I pulled back, surprised. There was a finality in his voice I hadn’t heard before. And then what he had said hit me, making me blink in confusion.
“What? Why—?”
Dante cupped my face with his hand and brushed his thumb across my lips, silencing my questions. “You will not fall. You will not fail.” He brought his other hand up to frame my face and looked directly into my eyes. “I won’t catch you, Abby, because I won’t need to. You were always meant to fly.”
I caught my breath, feeling a swell of emotion rising up inside me. I nodded, then turned to Orlando.
“I’ll do it. I promise.”
I hugged Valerie and Orlando in turn. Then I took Dante’s hand in mine and together we walked along the edge of the river, heading upstream, heading into the darkness. Heading toward our future.
Chapter 28
The darkness is absolute.
She remembers how the sky above the bank had turned black once before, when the river had been redirected and washed away her family, her past, her life. But this is even darker than that. This blackness breathes. This darkness waits.
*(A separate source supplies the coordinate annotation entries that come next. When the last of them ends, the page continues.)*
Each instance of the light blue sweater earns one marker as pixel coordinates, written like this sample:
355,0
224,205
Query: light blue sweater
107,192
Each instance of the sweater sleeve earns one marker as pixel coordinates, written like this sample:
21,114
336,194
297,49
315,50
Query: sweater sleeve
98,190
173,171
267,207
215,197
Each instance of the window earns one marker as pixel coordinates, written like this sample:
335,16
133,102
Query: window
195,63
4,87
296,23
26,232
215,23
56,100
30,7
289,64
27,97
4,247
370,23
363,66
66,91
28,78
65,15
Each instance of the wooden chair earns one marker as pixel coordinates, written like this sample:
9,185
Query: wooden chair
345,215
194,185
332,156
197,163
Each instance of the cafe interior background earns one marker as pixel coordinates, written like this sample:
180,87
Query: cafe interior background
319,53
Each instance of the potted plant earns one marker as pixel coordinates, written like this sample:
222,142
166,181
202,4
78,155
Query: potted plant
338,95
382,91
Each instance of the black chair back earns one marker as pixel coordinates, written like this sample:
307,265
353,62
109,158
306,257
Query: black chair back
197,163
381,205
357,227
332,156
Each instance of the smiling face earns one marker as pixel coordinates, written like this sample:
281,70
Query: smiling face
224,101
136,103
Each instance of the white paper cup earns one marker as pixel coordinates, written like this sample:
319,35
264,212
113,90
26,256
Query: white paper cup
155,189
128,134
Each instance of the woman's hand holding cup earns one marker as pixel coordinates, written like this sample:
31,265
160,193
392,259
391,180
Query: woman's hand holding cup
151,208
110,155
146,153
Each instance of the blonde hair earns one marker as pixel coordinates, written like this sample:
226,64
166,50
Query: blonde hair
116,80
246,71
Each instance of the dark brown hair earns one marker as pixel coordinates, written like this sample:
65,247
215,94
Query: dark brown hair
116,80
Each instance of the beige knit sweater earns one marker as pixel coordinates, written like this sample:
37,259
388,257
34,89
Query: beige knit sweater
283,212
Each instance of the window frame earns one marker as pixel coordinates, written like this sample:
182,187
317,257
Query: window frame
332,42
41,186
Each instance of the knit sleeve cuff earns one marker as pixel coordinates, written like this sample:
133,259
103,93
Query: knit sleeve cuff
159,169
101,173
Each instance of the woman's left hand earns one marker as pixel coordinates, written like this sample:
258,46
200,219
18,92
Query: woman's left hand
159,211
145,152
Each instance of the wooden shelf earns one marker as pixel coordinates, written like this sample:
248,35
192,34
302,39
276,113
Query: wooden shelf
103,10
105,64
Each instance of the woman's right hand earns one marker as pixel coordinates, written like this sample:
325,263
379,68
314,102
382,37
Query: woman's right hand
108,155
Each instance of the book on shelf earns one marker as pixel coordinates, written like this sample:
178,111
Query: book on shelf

She is only a thought. She is a shape without form. She is drifting without moving. She is alone in a darkness that is as tight as a drum, taut as a string.
The tension hums, not quite a sound. Not quite a song.
There is only the waiting. Endless waiting.
She wonders if this is the end. Or the beginning.
After a timeless moment, she realizes this is the before.
The moment before the beginning. This is the anticipation.
This is what they came f
or. To find this moment, here at the beginning of forever.
And she knows exactly what to do.
Her mouth shapes his name, and her mind rings with remembered echoes. His voice, dark, like chocolate, but also light, like citrus. There are no words yet, just sounds inside her mind, just feelings inside her heart: a laugh as bright as a wish, a sigh as soft as a secret. A kiss as solid as a promise.